Cavia (o porcellino d’India): tutto quello che c’è da sapere su questo piccolo mammifero

Cavia (o porcellino d’India): tutto quello che c’è da sapere su questo piccolo mammifero

Affettuoso, calmo e facile da addomesticare, il porcellino d’India, chiamato anche cavia, è un compagno ideale, a condizione di conoscerne bene le necessità! Originario dell’America del Sud, questo piccolo roditore ha esigenze precise in materia di alimentazione, habitat e cure.
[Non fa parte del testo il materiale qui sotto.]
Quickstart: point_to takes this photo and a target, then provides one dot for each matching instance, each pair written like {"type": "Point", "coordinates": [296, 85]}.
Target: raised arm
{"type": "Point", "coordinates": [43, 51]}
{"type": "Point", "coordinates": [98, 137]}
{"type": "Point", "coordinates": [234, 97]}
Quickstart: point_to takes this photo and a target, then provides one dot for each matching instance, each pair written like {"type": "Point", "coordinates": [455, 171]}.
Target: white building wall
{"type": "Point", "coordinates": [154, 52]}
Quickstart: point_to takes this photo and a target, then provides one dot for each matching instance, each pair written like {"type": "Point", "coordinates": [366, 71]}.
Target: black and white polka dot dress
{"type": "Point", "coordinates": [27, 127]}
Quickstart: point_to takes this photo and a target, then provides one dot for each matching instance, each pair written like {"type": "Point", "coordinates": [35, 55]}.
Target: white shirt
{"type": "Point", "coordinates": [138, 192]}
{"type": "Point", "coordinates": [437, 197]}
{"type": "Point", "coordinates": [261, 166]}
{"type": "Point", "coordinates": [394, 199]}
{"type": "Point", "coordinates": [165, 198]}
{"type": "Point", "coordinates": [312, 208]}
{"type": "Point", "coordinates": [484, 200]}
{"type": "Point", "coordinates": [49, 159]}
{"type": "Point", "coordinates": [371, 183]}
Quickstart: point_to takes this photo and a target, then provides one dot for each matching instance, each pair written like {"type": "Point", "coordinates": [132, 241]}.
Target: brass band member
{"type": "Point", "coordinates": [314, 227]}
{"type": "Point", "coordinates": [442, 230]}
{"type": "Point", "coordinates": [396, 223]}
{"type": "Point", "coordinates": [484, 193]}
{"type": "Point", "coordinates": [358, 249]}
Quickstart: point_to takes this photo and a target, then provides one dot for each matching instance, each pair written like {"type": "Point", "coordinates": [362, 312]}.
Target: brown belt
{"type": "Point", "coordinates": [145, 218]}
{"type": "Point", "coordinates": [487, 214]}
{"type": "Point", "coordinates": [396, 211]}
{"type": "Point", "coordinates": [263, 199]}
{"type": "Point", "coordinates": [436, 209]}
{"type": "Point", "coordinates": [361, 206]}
Se questi bisogni non sono compresi correttamente, può sviluppare rapidamente disturbi digestivi, dentali o comportamentali. Francodex ti aiuta a offrire al tuo nuovo animale da compagnia una vita sana e felice.

 

Mi prendo cura del mio porcellino d’India

Scheda d’identità del porcellino d’India (cavia)
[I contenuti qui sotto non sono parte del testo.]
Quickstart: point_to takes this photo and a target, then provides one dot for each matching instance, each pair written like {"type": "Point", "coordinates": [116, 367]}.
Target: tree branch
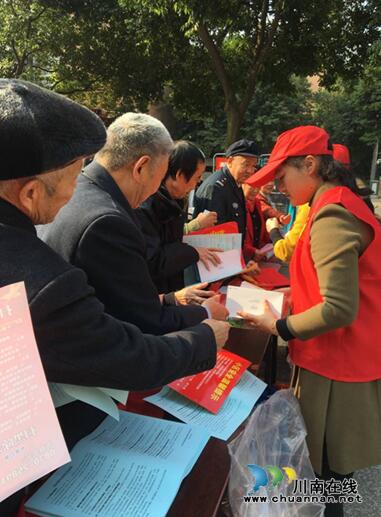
{"type": "Point", "coordinates": [217, 62]}
{"type": "Point", "coordinates": [261, 54]}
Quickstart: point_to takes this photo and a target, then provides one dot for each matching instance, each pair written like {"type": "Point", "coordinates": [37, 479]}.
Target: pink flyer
{"type": "Point", "coordinates": [31, 440]}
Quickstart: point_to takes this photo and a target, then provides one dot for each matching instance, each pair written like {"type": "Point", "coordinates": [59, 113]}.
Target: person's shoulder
{"type": "Point", "coordinates": [216, 181]}
{"type": "Point", "coordinates": [37, 264]}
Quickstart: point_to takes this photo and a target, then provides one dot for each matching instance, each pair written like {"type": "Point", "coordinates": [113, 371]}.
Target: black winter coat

Per iniziare, ecco un riassunto delle principali caratteristiche fisiche, morfologiche, biologiche e comportamentali del porcellino d’India, o cavia.

Nome comune

Cavia

Altre denominazioni

Porcellino d’India o Cuy

Nome scientifico

Cavia porcellus

Classificazione

Mammifero

Famiglia

Caviidi

Origine

Addomesticato nelle Ande, a partire dalla specie selvatica andina Cavia tschudii. Importato in Europa intorno al 1670.

Alimentazione

Roditore erbivoro stretto

Peso e taglia adulta

Tra 800 e 1200 g (Cuy gigante maschio fino a 2 kg). 11 – 30 cm a seconda dell'individuo.

Maturità sessuale

2 mesi per le femmine; 3 mesi per i maschi

Tempo di gestazione

Da 65 a 68 giorni con una media di 3 piccoli (tra 1 e 5)

Durata dello svezzamento

Tra 4 e 6 settimane

Longevità

Tra 5 e 6 anni in media

Periodo di attività

Diurno

Temperatura/cardiaca

Temperatura: 37-39 °C; Ritmo cardiaco: +/- 250 bpm; Respirazione: circa 100/min

Comportamento

Animale sociale, gregario e neofobo. Comunicazione tramite versi e squittii.

Sensi dominanti

Eccellente olfatto (organo vomeronasale). Anche se non vede bene davanti a sé, la cavia possiede un campo visivo ampio in sfumature di grigio, ideale per avvistare i predatori.

Particolarità dentale

Incisivi a crescita continua. Rischio di malocclusioni.

 

Animale nidifugo, i cuccioli di cavia sono adulti in miniatura che nascono con il pelo e gli occhi aperti. Diventano rapidamente molto intraprendenti.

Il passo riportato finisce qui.